Our health economic analyses confirm that renal transplant patients in both arms of the trial had relatively high levels of hospital use at baseline and follow-up. Patterns of care did not differ substantially over time. However, at follow-up, the unblinded BLC group were making more use of inpatient care, with consequently higher costs. QALYs were almost the same for the groups. The incremental cost per QALY for BLC over SC care was substantially greater than the threshold used by NICE. If the costs of screening were included, then this ratio would be even higher indicating that screening is unlikely to be cost-effective. The screening costs were not available at the time of the analysis. However, subsequently these have been reported as approximately £140 per test. It will be clear that this will make no meaningful difference to the findings on cost-effectiveness.
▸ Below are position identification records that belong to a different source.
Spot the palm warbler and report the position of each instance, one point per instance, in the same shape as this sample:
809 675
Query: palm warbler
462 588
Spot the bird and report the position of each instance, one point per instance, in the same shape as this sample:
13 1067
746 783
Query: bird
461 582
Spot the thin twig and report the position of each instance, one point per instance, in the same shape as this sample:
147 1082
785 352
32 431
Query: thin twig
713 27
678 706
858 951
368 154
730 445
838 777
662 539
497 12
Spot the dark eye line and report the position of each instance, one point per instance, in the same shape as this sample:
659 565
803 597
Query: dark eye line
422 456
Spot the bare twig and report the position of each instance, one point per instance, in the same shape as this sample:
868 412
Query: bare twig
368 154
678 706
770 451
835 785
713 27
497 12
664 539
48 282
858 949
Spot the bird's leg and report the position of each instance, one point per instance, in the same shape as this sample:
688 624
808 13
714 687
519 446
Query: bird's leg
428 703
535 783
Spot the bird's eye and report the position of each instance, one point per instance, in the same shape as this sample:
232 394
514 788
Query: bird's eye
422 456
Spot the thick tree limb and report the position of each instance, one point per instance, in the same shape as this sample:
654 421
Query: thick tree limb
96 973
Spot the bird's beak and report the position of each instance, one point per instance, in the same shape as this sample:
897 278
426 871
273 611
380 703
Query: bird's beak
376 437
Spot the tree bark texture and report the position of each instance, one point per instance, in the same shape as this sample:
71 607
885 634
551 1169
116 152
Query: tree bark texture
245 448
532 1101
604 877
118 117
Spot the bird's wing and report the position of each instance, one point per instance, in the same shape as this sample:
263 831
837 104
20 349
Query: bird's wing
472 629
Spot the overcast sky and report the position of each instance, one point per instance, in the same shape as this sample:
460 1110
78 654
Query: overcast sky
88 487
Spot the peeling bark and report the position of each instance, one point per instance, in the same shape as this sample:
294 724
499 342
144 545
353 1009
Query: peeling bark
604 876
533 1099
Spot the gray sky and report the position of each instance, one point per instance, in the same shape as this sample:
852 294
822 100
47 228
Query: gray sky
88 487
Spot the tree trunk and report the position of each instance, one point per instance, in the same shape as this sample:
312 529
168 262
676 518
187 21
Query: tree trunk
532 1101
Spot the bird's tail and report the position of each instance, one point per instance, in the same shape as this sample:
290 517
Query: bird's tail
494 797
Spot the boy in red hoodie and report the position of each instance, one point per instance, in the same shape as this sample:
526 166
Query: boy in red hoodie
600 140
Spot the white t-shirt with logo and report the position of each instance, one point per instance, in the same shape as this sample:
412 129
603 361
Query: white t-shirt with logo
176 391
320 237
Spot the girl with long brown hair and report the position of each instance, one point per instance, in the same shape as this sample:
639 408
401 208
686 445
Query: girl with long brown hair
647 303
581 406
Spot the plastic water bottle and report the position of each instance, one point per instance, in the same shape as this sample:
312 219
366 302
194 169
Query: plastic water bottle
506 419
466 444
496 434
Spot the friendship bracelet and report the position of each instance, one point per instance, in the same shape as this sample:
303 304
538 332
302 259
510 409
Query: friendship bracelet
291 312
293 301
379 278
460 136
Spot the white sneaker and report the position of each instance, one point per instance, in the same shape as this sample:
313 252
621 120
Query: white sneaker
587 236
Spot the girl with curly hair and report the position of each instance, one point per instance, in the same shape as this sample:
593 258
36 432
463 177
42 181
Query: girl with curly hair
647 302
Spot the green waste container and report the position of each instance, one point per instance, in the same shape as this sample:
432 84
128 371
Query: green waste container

The costs of immunotherapy were not included but these amount to only around £100 per patient (with the widespread availability of generics) and so again would not change the findings reported here.
All these data suggest that routine screening for HLA Ab is currently difficult to justify in the absence of any treatment that impacts of transplant survival. These results will impact significantly on how transplant centres around the world organise their post-transplant monitoring and should encourage a global effort to find novel approaches and treatments to prolong allograft survival in the face of DSA.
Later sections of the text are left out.